1.2 Statement of the problem
Commercial banks in Cameroon face stiff competition, first within themselves and secondly from non-banking financial institutions like ORANGE, MTN and are constantly seeking new ways to add value to their services. In an increasingly competitive market where a rising number of players is spoiling customers for choice, banks must identify the factors that are best able to attract new customers and retain the existing ones. Since the nature of banking is such that product innovation is easy to replicate and therefore fails to offer any long term benefits, it is the service quality that can act as the differentiator and not only help banks carve a niche in the market but will also lead to satisfied customers who are likely to recommend the bank to others.
In Cameroon, banks have not been doing enough to sensitize their customers and offer them high-quality services. Cameroon banks have focused more on lending which is the most profitable function of a commercial bank. As a result, less attention has been put on service quality (Ngu, 2007). Nowadays, to be able to survive the prevailing intense competition in the banking industry, service quality must be given great importance especially as banks offer similar products in a competitive environment. To keep customers in the highly competitive and changing market arena, most companies are emphasizing maintaining and expanding their customer base using customer acquisition marketing strategies for survival aimed at maintaining and enhancing relationships with customers (Krishnamoorthy & Srivasan, 2013). Firms have realized the need for creating and maintaining long-lasting relationships with the existing customer base than attracting new customers and providing customized services preferred by customers through customer’s lifetime value (Ampofu, 2012). Globally, banks are faced with a highly competitive environment as they progress from product and sales-focused practices to a marketing Orientation where competition is based on customer-centered strategies that enhance customer satisfaction (Godson, 2009).
1.3 Research question
1.3.1General research question
The main research question will be what is the impact of service quality on customer satisfaction in the banking sector in the Buea municipality?
1.3.2 Specific questions
- What is the effect of service quality dimension “Reliability” on customer satisfaction in the banking sector in Buea municipality?
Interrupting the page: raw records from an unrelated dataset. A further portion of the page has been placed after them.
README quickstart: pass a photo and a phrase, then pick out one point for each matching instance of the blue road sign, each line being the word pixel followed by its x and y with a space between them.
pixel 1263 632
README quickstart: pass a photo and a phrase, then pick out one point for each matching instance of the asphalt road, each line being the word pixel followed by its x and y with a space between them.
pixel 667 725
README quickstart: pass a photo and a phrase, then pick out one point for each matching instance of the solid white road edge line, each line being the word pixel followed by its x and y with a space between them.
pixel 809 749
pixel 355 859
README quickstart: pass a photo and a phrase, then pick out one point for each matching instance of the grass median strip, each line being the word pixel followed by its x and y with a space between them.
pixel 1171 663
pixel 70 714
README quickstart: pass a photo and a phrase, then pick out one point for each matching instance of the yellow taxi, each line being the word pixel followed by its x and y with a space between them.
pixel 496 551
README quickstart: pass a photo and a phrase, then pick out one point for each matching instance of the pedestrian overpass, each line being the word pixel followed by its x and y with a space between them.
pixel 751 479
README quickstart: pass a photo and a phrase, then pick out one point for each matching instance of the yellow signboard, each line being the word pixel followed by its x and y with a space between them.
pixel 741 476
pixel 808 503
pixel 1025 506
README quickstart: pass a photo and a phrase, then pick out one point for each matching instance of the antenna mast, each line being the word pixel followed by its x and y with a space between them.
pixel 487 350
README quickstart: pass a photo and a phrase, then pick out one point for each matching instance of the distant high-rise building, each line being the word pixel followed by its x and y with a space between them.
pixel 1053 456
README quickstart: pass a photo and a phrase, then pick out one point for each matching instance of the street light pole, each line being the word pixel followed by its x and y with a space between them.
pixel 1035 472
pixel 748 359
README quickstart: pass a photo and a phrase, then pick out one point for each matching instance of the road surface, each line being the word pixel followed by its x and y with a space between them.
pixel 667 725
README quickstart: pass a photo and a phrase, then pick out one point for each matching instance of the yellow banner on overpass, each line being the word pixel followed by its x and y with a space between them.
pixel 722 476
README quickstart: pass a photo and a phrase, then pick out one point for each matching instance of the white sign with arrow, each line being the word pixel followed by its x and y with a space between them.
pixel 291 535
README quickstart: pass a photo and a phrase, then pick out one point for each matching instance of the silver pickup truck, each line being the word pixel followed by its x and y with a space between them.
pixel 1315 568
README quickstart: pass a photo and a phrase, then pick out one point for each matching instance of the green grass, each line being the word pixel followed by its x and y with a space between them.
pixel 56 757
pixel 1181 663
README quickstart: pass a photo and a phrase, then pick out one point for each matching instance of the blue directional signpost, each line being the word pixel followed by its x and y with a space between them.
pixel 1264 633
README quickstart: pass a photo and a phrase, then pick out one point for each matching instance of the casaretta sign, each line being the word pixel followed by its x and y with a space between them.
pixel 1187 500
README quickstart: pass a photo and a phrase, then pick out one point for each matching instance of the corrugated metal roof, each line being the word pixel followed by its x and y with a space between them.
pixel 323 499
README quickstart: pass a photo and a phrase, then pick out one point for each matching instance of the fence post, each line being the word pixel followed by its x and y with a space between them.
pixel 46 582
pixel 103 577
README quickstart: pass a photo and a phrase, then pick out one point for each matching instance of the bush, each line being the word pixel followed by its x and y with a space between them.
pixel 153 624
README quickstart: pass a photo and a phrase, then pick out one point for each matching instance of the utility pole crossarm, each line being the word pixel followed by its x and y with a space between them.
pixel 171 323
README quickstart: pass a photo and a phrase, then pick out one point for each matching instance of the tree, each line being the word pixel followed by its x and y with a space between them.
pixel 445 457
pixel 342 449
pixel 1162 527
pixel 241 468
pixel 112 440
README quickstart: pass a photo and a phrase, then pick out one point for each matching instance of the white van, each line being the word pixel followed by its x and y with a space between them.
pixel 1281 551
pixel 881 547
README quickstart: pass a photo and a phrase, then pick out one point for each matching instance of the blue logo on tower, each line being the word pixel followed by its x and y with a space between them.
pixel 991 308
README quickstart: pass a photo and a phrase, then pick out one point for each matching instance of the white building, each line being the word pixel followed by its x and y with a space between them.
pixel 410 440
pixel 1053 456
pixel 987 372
- How does responsiveness affect customer satisfaction in the banking sector in Buea municipality?
- What is the influence of service quality dimension “assurance” on customer satisfaction?
- What is the effect of empathy on customer satisfaction in the banking sector in Buea municipality?
1.4 Research objectives
1.4.1 General objective
The main objective of this study will be to evaluate the impact of service quality on customer satisfaction in the banking sector in the Buea municipality.
1.4.2 Specific Objectives
- To assess how reliability, affect customers’ satisfaction in the banking sector in Buea municipality.
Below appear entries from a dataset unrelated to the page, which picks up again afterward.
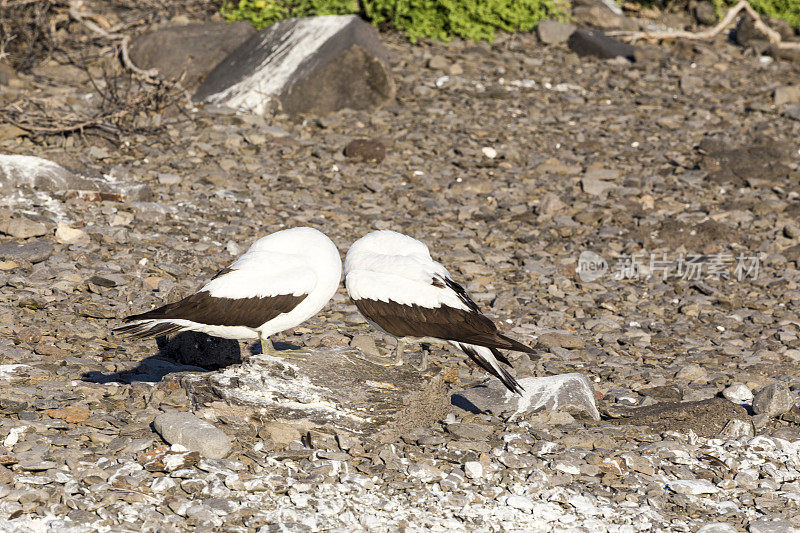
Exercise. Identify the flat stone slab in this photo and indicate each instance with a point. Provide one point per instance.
(706, 418)
(190, 51)
(307, 65)
(572, 393)
(595, 43)
(330, 390)
(194, 434)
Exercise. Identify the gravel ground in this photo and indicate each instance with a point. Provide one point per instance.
(509, 160)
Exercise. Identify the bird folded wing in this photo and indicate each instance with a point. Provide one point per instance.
(263, 274)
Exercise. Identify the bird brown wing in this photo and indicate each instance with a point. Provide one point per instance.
(444, 322)
(203, 308)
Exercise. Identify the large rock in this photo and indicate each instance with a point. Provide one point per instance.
(572, 393)
(31, 172)
(32, 251)
(192, 433)
(188, 52)
(706, 418)
(309, 65)
(329, 390)
(553, 31)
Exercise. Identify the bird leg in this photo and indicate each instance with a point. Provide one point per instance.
(423, 364)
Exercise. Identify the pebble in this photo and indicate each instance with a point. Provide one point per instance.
(473, 469)
(520, 502)
(34, 251)
(692, 486)
(738, 393)
(773, 400)
(68, 235)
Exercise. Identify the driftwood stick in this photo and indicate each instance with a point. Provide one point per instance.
(773, 36)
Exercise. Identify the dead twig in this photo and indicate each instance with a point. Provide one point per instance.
(151, 76)
(773, 36)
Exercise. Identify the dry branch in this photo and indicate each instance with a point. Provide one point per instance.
(743, 5)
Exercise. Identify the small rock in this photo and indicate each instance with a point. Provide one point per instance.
(595, 43)
(188, 52)
(365, 343)
(10, 131)
(705, 13)
(471, 432)
(522, 503)
(553, 32)
(68, 235)
(560, 340)
(279, 433)
(596, 187)
(23, 228)
(736, 428)
(195, 434)
(438, 62)
(789, 94)
(549, 205)
(773, 400)
(718, 527)
(692, 372)
(308, 65)
(692, 486)
(31, 251)
(572, 393)
(768, 525)
(473, 469)
(738, 393)
(365, 150)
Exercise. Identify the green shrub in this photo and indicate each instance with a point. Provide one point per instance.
(788, 10)
(438, 19)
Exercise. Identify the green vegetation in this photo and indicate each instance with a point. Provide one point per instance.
(788, 10)
(437, 19)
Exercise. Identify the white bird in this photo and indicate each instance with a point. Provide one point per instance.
(402, 291)
(283, 279)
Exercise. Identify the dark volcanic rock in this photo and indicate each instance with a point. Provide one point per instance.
(310, 65)
(199, 349)
(596, 43)
(705, 417)
(763, 162)
(189, 51)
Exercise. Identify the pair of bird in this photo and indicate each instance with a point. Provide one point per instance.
(285, 278)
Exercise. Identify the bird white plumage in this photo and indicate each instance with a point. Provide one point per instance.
(398, 270)
(287, 277)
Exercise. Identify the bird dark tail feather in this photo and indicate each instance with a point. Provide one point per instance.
(148, 329)
(494, 369)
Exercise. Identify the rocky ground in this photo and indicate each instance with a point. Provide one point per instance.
(509, 160)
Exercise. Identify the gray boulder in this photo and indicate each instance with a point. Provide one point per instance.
(310, 65)
(190, 51)
(192, 433)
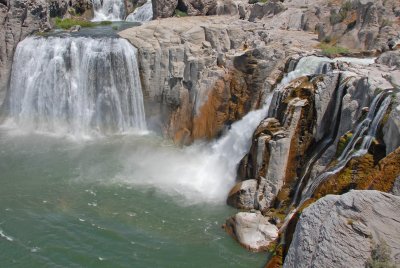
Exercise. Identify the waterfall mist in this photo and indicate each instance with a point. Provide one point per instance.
(76, 86)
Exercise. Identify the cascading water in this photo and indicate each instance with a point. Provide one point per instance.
(111, 10)
(142, 14)
(77, 86)
(369, 126)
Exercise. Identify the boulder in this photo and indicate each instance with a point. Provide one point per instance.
(197, 7)
(164, 8)
(251, 230)
(346, 231)
(242, 195)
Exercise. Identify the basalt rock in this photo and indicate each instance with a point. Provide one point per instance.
(164, 8)
(18, 18)
(200, 74)
(346, 231)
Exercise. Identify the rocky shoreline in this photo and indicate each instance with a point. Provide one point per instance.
(202, 72)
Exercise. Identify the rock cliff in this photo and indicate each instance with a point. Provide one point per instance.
(347, 231)
(18, 19)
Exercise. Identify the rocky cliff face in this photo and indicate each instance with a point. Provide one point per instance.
(350, 230)
(18, 19)
(207, 72)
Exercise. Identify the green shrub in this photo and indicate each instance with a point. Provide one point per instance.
(380, 256)
(179, 13)
(68, 23)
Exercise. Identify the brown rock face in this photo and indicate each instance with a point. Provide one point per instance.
(164, 8)
(18, 18)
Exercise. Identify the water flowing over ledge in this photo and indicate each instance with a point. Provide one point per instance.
(111, 10)
(76, 86)
(142, 14)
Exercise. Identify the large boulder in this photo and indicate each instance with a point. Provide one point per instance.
(347, 231)
(197, 7)
(164, 8)
(252, 230)
(242, 196)
(18, 18)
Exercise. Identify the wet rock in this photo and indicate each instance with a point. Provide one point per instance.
(200, 74)
(391, 130)
(251, 230)
(390, 58)
(342, 231)
(197, 7)
(243, 194)
(18, 19)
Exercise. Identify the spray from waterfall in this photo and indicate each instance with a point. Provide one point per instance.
(142, 14)
(108, 10)
(76, 86)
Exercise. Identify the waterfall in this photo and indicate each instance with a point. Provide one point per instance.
(112, 10)
(367, 126)
(77, 86)
(143, 13)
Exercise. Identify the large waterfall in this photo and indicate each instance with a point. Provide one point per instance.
(78, 86)
(112, 10)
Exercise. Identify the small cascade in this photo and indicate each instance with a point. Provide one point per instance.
(325, 142)
(76, 86)
(365, 132)
(142, 14)
(306, 66)
(108, 10)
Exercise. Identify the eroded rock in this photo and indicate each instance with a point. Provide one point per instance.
(251, 230)
(342, 231)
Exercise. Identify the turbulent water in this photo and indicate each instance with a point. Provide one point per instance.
(78, 86)
(76, 204)
(142, 14)
(111, 10)
(83, 185)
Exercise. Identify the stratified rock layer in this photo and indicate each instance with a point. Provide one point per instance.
(341, 231)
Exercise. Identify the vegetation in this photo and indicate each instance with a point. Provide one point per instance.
(338, 17)
(380, 256)
(179, 13)
(68, 23)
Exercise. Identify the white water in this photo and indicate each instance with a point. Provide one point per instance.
(76, 86)
(108, 10)
(143, 13)
(200, 172)
(369, 126)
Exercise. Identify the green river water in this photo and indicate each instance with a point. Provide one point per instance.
(65, 203)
- To determine the influence of responsiveness on customer satisfaction in the banking sector in Buea municipality.
- To establish how assurance impacts customers’ satisfaction in the banking sector in Buea municipality.
- To establish how the service quality dimension “empathy” affects customer satisfaction in the banking sector.
H1: There is no significant impact of Reliability on customer satisfaction in the banking sector.
H2: There is no significant impact of Responsiveness on customer satisfaction in the banking sector.
H3: There is no significant impact of Assurance on customer satisfaction in the banking sector.
H4: Tangibility has no significant impact on customer satisfaction in the banking sector.